Transparency = Accountability
D.C. Witness is a website that marries journalism with transparency with data. Our goal is to bring unprecedented transparency to the Washington, D.C. Criminal Justice system. We believe understanding what is happening and what needs to be fixed in the criminal justice system needs a view of the system as an entire whole rather than separate pieces (police, prosecutors, courts) It’s hard to change what you can’t see. We also believe that transparency will bring the kinds of accountability that has been lacking until now.
D.C. Witness provides transparency of the local system by focusing on homicide, domestic violence and sexual assault cases as they progress through the D.C. Superior Court. The site is designed to be of and for the city and its residents. Our problems are home grown and so are their solutions. D.C. Witness will work and support every stakeholder who shares the same goal, the reduction of violent crime in the city.

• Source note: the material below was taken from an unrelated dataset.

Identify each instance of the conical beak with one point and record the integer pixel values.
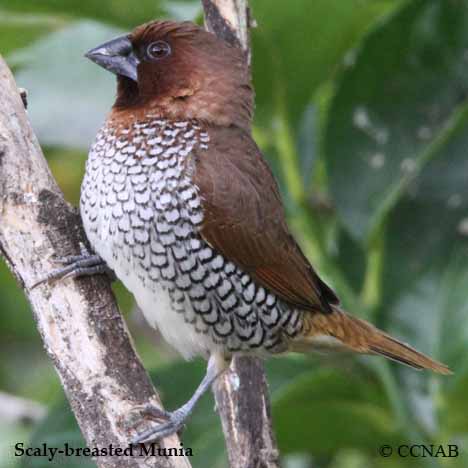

Trained reporters cover every case, every hearing, every life, and every story affected by crime.
Unlike other journalism, we will not decide which cases and which lives are worth reporting. We are not driven by the headlines and viewership. Our goal is to be there for every step of every case so that the audience can decide which cases matter to them and what is important to know.
We will report the stories and the data that goes with each incident and case. We will leave editorializing to others. Our mandate is to just report the facts.
Power of Data
We start with public information and then verify and enhance it, creating an unprecedented, real-time database to give meaningful reform.
Real change will only come if there is reliable, independent data about what is actually happening. D.C. Witness will build that database, tracking more than 100 different categories related to every stage of the criminal justice process. We will then publish much of that data on the D.C. Witness site through our interactive map and data playground. We will also make it available to other stakeholders (researchers, civic groups, government) to provide a basis for building actual evidence-based policies that will bring real change to D.C.